ED crowding is a nationwide reality. Much of this, at least in middle Tennessee, is because it’s difficult to find staffing. Even five, 10 years ago, we were talking about an impending nursing shortage, with experienced nurses retiring and fewer new nurses. This was accelerated during the pandemic. This creates a bottleneck in the ED, as new patients come into a department that’s already filled with patients. The American College of Emergency Physicians, our professional society, is dedicating a lot of time discussing this.
We trust each other, and all of us provide great care. We support each other in caring for patients and each other. The team is able to keep patient care our focus.— Michael Hasty, MD, chief of Emergency Medicine, TriStar Centennial Medical Center, Nashville, Tenn.
Q: What are common challenges facing emergency care?
A: The traditional challenge of emergency medicine has been — and continues to be — having to make medical decisions based on sometimes incomplete information in a fast-paced setting where minutes can determine the patient’s ultimate clinical outcome. We spend three years of residency learning how to operate in this environment and then spend our careers honing this skill.

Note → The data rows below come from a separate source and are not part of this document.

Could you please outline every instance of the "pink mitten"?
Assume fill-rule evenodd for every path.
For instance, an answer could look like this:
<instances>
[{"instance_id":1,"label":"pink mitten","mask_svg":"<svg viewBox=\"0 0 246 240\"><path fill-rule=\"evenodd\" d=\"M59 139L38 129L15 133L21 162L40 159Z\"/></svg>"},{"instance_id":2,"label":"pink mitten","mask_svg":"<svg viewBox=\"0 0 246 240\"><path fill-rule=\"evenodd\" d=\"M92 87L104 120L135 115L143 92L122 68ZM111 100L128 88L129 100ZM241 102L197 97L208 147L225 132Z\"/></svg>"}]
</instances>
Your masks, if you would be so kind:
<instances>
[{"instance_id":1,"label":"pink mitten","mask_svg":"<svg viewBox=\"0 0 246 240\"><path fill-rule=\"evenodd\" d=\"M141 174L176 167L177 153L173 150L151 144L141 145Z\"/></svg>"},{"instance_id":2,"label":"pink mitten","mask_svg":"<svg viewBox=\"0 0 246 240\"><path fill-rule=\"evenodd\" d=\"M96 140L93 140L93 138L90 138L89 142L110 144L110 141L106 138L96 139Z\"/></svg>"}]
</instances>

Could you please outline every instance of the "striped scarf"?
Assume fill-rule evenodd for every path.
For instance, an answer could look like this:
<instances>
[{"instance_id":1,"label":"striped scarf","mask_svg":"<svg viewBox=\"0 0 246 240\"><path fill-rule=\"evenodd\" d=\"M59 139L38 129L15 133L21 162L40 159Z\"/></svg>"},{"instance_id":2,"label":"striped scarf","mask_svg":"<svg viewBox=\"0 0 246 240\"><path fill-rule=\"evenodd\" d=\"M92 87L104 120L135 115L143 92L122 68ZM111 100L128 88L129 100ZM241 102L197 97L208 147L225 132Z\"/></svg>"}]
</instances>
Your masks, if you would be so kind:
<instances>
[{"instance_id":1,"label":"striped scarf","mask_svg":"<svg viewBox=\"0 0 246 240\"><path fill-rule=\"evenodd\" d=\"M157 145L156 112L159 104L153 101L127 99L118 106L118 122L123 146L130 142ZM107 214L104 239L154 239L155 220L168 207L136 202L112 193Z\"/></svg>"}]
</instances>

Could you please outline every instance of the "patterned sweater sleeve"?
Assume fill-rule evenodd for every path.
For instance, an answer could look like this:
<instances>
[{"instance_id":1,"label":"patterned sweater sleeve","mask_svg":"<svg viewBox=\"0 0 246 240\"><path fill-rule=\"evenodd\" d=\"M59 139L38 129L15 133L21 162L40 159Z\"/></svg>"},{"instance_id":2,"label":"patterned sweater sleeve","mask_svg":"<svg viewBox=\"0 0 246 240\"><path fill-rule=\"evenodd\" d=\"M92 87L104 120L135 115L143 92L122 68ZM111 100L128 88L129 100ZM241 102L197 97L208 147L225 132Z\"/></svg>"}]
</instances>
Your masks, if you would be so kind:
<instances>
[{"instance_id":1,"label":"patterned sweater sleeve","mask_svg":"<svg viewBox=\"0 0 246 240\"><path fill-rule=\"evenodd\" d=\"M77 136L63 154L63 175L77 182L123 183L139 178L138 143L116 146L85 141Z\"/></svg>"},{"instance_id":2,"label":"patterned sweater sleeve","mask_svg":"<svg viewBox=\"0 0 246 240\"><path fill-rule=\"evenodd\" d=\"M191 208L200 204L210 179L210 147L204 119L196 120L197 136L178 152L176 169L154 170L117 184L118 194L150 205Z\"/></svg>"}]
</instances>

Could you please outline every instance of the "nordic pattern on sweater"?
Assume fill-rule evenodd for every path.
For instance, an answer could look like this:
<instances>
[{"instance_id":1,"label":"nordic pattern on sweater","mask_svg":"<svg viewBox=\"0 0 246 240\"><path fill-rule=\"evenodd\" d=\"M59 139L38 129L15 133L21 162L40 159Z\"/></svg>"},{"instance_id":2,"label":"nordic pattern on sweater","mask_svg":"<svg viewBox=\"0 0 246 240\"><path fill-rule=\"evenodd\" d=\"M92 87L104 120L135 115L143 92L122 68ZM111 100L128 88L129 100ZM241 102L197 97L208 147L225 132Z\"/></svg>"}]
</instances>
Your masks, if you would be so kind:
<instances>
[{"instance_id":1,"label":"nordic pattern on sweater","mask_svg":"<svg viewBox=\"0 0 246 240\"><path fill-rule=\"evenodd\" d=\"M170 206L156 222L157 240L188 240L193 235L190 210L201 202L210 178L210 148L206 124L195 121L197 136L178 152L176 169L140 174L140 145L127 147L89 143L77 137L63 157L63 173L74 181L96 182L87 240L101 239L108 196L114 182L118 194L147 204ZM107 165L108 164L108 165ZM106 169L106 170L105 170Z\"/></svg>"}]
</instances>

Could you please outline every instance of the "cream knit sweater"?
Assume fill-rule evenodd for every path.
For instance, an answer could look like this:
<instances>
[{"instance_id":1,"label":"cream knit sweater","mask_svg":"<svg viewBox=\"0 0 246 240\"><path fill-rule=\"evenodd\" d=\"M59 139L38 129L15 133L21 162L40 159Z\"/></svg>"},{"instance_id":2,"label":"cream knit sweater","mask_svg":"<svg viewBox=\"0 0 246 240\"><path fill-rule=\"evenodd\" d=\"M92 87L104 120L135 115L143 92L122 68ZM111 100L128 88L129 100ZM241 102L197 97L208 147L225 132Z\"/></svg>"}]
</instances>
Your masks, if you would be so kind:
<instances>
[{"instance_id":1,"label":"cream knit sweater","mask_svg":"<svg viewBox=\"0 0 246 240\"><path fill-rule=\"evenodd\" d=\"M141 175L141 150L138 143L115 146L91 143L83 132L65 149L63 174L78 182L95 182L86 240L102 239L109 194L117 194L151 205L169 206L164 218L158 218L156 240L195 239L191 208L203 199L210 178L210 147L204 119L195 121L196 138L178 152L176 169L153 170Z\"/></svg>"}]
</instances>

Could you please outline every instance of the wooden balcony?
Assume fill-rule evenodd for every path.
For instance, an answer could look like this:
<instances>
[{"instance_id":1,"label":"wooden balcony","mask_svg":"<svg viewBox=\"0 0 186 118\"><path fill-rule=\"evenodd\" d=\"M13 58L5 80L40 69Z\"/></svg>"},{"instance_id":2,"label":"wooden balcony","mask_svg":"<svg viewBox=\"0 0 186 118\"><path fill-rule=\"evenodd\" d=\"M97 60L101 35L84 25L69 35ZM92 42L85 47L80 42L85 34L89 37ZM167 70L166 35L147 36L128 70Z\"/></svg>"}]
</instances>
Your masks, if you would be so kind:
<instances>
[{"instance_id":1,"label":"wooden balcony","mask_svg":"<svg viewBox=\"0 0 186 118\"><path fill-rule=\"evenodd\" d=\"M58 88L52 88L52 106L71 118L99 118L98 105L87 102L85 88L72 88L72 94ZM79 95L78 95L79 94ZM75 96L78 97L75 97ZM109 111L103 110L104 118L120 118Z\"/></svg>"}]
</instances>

Each setting has its own challenges, and depending on volume the through-put model of each ED is slightly different. At Centennial, we’re a tertiary care referral center, with almost every specialty available. Our ED population skews more complex, with more comorbidities and a high volume of behavioral health patients because we have a psychiatric hospital.
Q: How are you and your team able to address those challenges?
A: Prior to the pandemic, it was fairly uncommon for us to have a lot of admitted patients holding in our ED. We had a high number of nurses, so even if all beds were full upstairs, the hospital would creatively pull patients into a surgical waiting area or similar area to begin inpatient care.
Now, with fewer nursing resources, we’re changing how we operate, such as placing admits on hospital beds in the ED when we know they’ll be with us overnight, or working with the dietary department to make sure that everyone gets a meal. We have been flexible in making sure that our patients get what they need.
Q: What are some of your proudest moments in the ED?
A: We’ve always had the opportunity to care for a lot of people experiencing behavioral health emergencies, and the pandemic has increased this. Centennial has implemented enhanced care for our behavioral health patients. Measures include opening a behavioral health area separate from our ED, where it’s calmer and quieter and offers patients dignity and privacy.
Q: What stands out to you about the team you’re working with?
A: The physicians, PAs (physician assistants) and NPs (nurse practitioners) who work with me are excellent clinically. They’re resilient through difficult times and dedicated to improving patient care. When we start a new process that will make the flow of the department better or help us take better care of people, they buy in. If they have concerns or questions, we all discuss them and make sure we agree. We trust each other, and all of us provide great care. We support each other in caring for patients and each other. The team is able to keep patient care our focus. Centennial is lucky to have such a great team of providers.